The Advertiser this week took the temperature of the Liberal Party as a whole, including influential partyroom members, as an industry-led campaign takes off against Treasurer Rob Lucas’ plans for a $40 million per year clawback of land tax by making it harder for people to avoid through using complex legal and ownership structures.
The strength of the feeling against the move, on both principled and hard political grounds, is striking.
Without delicate management, there is a real chance that arguments which are currently constrained to the partyroom and private discussions could spill over on the floor of State Parliament.
While the significant number of land tax rebels share a desire to have the changes killed, their reasons are varied.
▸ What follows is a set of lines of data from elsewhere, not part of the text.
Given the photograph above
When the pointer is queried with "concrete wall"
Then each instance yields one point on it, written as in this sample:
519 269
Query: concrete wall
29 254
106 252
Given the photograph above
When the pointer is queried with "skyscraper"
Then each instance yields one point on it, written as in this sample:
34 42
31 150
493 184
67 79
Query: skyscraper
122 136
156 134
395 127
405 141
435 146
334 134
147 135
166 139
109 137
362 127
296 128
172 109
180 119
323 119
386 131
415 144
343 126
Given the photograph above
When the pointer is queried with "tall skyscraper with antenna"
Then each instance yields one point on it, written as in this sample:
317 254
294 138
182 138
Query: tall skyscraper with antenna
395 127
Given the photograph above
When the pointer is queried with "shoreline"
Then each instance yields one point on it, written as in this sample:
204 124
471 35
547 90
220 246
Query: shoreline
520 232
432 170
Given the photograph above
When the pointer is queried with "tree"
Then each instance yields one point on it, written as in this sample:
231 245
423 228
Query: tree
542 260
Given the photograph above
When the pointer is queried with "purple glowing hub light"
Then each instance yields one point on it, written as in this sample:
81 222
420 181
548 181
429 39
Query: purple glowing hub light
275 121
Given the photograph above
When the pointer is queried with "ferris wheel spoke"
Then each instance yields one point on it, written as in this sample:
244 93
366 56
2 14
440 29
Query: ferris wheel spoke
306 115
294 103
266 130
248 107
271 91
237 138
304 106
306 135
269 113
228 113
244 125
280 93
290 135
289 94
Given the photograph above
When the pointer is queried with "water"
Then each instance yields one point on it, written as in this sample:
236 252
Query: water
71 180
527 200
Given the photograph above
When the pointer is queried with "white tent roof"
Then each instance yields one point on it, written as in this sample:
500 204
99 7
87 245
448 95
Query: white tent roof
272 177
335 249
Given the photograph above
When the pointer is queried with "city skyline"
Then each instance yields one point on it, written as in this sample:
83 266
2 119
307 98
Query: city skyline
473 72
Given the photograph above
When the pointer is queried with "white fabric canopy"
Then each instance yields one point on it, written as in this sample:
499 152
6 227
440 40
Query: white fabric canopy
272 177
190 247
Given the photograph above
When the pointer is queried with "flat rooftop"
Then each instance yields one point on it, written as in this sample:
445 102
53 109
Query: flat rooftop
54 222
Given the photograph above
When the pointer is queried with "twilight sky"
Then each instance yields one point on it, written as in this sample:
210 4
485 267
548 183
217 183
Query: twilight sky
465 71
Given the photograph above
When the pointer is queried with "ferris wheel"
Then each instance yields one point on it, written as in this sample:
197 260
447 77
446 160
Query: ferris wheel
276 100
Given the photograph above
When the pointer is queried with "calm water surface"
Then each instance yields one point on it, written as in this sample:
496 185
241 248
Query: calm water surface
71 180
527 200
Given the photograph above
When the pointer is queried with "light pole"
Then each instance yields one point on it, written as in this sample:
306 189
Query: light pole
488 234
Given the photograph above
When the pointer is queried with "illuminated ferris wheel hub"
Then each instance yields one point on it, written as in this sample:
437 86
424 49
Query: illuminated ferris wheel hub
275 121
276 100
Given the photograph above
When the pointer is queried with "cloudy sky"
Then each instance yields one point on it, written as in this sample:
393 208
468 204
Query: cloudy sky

The first is a philosophical rejection of higher taxes. Many Liberals toiled long and hard through the 16 years of exile in opposition, grinding their teeth at Labor decisions to hike taxes on households and business which, in their view, condemned SA to slow growth and worsened an exodus of bright people to opportunities in the eastern states.
Many made solemn personal commitments that they would put a stop to such moves if given the chance.
They also fear that the tax changes feed into a growing sense that the State Government can’t be relied on to keep its promises, despite Premier Steven Marshall’s single-minded focus for the first year of his administration on building a new brand of trustworthiness.
Labor’s campaigns on privatisation and fees and charges have had impacts in their own rights, but are also beginning to affect the bigger and more significant narrative about credibility.
Some Liberals fear there could be an acute backlash in key seats that were essential to them breaking the drought of election wins in March last year.
The Liberals won the wealthy CDB and surrounds seat of Adelaide, held by Child Protection Minister Rachel Sanderson, by a whisker.
There are also significant communities of property investors in the northeastern suburbs around Tea Tree Gully and Campbelltown, often aspirational mortgage belt and retiree types that are important swing demographics, who fear they will be affected by complex tax changes that are still not well understood.
This has the most skittish Liberals concerned they will be “punished for a betrayal” in the bellwether seat of Newland and Speaker Vincent Tarzia’s electorate of Hartley, even if Labor doesn’t promise any real shift on the tax policy.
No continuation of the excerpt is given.